Delen via


Herstel na noodgevallen en gegevensbeveiliging voor OneLake

Alle gegevens in OneLake worden geopend via gegevensitems. Deze gegevensitems kunnen zich in verschillende regio's bevinden, afhankelijk van hun werkruimte, omdat een werkruimte wordt gemaakt onder een capaciteit die is gekoppeld aan een specifieke regio.

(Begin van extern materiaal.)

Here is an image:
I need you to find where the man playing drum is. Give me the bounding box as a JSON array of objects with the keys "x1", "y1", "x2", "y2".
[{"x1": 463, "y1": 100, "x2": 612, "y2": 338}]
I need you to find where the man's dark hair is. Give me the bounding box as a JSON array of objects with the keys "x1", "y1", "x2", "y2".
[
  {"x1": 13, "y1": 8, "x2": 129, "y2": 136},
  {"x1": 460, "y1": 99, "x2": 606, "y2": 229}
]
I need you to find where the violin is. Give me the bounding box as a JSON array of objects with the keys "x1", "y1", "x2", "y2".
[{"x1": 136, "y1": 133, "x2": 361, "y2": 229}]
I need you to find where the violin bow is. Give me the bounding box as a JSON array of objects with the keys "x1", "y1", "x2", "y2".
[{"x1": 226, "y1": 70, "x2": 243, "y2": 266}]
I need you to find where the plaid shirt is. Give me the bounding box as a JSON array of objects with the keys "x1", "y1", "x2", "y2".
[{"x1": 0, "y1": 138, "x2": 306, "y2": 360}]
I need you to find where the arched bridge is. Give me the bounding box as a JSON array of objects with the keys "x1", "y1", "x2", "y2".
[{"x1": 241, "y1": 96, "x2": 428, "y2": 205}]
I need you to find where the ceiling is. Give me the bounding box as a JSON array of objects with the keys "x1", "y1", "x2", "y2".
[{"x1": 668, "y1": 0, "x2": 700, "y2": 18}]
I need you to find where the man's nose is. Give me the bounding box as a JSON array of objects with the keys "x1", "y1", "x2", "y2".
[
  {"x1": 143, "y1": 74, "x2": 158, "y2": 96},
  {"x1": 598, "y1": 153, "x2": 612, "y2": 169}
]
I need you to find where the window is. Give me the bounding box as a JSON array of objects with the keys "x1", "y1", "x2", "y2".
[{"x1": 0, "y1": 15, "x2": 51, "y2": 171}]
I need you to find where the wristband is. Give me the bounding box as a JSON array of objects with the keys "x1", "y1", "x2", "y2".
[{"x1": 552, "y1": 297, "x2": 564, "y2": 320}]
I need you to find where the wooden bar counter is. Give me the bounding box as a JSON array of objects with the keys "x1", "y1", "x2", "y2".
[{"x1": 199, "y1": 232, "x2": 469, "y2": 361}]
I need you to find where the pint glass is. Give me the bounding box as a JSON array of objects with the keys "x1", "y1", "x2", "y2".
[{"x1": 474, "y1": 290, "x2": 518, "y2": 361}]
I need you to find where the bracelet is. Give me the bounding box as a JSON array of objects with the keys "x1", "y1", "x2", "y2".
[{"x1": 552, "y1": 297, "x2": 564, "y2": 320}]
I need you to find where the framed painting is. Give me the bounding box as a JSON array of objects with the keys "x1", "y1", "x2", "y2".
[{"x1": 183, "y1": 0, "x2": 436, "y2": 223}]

OneLake maakt gebruik van zone-redundante opslag (ZRS) waar beschikbaar (zie Azure-regio's met beschikbaarheidszones) en lokaal redundante opslag (LRS) elders. Met zowel LRS- als ZRS-opslag zijn uw gegevens bestand tegen tijdelijke hardwarefouten binnen een datacenter. Met ZRS heeft uw gegevens fouttolerantie voor storingen in datacenters. Dit artikel bevat richtlijnen voor het verder beveiligen van uw gegevens tegen zeldzame regiobrede storingen.

Herstel na noodgeval

U kunt BCDR (Business Continuity and Disaster Recovery) in- of uitschakelen voor een specifieke capaciteit via de portal capaciteitsbeheer. Als bcdr is geactiveerd voor uw capaciteit, worden uw gegevens gedupliceerd en opgeslagen in twee verschillende geografische regio's, waardoor deze geografisch redundant zijn. De keuze van de secundaire regio wordt bepaald door de standaardregiokoppelingen van Azure en kan niet worden gewijzigd.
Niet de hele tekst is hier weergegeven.